Transaction Breakdown
The disposal of equity was structured in two separate movements. In the first instance, Mr. Linnen sold 7,083 shares at a weighted average price of $182.05. During this specific transaction, share prices moved within a narrow range from $182.00 to $182.51. The second transaction involved the sale of 2,400 shares at a weighted average price of $183.10, with individual prices ranging between $183.10 and $183.11. Post-transaction data indicates that Mr. Linnen continues to hold 37,932 shares of Avis Budget Group common stock directly.
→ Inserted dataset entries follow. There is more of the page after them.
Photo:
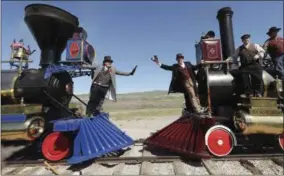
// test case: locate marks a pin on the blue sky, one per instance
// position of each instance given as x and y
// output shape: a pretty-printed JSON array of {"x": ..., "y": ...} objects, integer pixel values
[{"x": 131, "y": 32}]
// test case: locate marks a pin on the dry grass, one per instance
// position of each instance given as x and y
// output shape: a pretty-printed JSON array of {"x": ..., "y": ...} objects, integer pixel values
[{"x": 142, "y": 104}]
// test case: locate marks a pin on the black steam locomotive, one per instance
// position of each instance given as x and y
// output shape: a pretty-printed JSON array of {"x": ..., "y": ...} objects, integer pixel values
[
  {"x": 31, "y": 98},
  {"x": 232, "y": 121}
]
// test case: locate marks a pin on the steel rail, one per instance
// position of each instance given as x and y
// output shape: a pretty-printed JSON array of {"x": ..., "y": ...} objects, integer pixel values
[{"x": 140, "y": 159}]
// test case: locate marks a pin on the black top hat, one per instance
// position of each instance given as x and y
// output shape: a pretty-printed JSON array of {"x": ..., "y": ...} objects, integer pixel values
[
  {"x": 273, "y": 29},
  {"x": 245, "y": 36},
  {"x": 108, "y": 59},
  {"x": 179, "y": 55},
  {"x": 211, "y": 33}
]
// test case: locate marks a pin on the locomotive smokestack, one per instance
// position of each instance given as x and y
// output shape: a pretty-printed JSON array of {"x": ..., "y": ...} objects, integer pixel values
[
  {"x": 51, "y": 27},
  {"x": 224, "y": 17}
]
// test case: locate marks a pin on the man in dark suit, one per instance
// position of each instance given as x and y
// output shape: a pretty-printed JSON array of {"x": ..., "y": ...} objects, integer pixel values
[
  {"x": 103, "y": 84},
  {"x": 183, "y": 81}
]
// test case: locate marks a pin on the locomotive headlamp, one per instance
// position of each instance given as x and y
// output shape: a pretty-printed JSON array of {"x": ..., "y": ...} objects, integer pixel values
[
  {"x": 279, "y": 85},
  {"x": 69, "y": 88},
  {"x": 35, "y": 127}
]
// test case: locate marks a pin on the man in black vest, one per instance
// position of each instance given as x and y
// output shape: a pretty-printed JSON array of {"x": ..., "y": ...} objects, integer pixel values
[
  {"x": 103, "y": 84},
  {"x": 183, "y": 81},
  {"x": 249, "y": 74}
]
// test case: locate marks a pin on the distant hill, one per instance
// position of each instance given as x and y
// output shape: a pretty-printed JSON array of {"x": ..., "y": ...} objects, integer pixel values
[
  {"x": 134, "y": 95},
  {"x": 145, "y": 104},
  {"x": 141, "y": 100}
]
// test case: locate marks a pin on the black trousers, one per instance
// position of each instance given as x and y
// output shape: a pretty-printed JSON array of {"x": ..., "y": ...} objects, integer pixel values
[
  {"x": 97, "y": 97},
  {"x": 248, "y": 79}
]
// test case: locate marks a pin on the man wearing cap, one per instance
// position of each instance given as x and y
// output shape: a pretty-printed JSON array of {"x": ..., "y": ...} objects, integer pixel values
[
  {"x": 103, "y": 84},
  {"x": 249, "y": 74},
  {"x": 210, "y": 35},
  {"x": 183, "y": 81},
  {"x": 274, "y": 46}
]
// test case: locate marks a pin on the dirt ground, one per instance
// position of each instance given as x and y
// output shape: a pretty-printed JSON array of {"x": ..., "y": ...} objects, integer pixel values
[{"x": 138, "y": 127}]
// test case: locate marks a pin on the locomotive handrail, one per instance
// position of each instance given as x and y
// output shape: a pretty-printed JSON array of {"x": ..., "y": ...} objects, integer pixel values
[
  {"x": 29, "y": 61},
  {"x": 66, "y": 109},
  {"x": 216, "y": 62}
]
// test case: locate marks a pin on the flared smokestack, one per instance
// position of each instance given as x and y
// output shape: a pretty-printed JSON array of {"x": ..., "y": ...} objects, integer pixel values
[
  {"x": 224, "y": 17},
  {"x": 51, "y": 28}
]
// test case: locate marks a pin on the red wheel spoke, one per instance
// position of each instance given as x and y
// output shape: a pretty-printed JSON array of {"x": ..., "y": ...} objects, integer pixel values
[
  {"x": 220, "y": 142},
  {"x": 281, "y": 141},
  {"x": 55, "y": 146}
]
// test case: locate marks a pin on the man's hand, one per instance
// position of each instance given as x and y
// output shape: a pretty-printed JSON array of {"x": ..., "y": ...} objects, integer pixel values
[
  {"x": 229, "y": 59},
  {"x": 133, "y": 71},
  {"x": 256, "y": 56},
  {"x": 155, "y": 59}
]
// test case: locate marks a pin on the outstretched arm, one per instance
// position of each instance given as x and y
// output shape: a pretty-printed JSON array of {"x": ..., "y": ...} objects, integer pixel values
[
  {"x": 163, "y": 66},
  {"x": 89, "y": 66},
  {"x": 166, "y": 67},
  {"x": 122, "y": 73},
  {"x": 126, "y": 73},
  {"x": 260, "y": 53}
]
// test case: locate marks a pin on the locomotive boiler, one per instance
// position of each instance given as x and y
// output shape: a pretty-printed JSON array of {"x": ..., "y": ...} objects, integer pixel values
[
  {"x": 232, "y": 121},
  {"x": 29, "y": 99},
  {"x": 256, "y": 121}
]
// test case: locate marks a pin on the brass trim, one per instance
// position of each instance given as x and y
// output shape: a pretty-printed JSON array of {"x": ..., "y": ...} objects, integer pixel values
[
  {"x": 20, "y": 131},
  {"x": 14, "y": 135},
  {"x": 249, "y": 124},
  {"x": 21, "y": 109}
]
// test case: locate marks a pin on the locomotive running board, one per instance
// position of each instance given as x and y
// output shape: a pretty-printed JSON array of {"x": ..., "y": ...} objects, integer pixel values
[
  {"x": 95, "y": 137},
  {"x": 185, "y": 136}
]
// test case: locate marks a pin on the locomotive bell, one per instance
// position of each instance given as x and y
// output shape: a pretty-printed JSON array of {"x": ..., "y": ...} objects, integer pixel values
[
  {"x": 51, "y": 28},
  {"x": 20, "y": 54}
]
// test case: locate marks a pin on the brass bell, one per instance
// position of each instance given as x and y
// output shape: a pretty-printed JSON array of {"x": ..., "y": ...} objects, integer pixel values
[{"x": 20, "y": 54}]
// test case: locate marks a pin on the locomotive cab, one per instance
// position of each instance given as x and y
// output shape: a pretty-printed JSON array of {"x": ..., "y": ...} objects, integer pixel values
[{"x": 78, "y": 50}]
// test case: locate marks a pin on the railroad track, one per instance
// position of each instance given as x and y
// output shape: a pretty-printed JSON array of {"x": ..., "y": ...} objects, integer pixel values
[
  {"x": 147, "y": 164},
  {"x": 139, "y": 161}
]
Financial Context and Q1 Performance
This insider activity follows a period of varied financial reporting for Avis Budget Group. The company recently disclosed its first-quarter earnings for 2026, which presented a multifaceted financial picture. While the company reported revenue of $2.53 billion - exceeding the anticipated $2.43 billion - profitability metrics were more challenging. The reported loss per share stood at -8.01, a figure that was notably deeper than the forecasted loss of -7.14.
However, certain operational metrics showed improvement. The company's first-quarter adjusted EBITDA was negative $113 million, which actually outperformed expectations by approximately $50 million. Additionally, Avis Budget Group achieved its first quarter of positive pricing in the Americas since the conclusion of the fourth quarter of 2022.
Market Sentiment and External Pressures
The company faces scrutiny from analysts and investors alike. Goldman Sachs has maintained a Sell rating on the stock, setting a price target of $85.00 due to concerns regarding valuation. Despite these bearish indicators, some analysis suggests the stock may be undervalued at its current trading levels, noting its inclusion on lists for most undervalued equities.
Internal tensions have also surfaced. Avis Budget Group CEO Brian Choi has directed accusations toward major investor Pentwater Capital Management LP. Choi suggested that the firm's sale of 4.3 million shares triggered a significant decline in the stock price and stated that such actions might have violated SEC rules.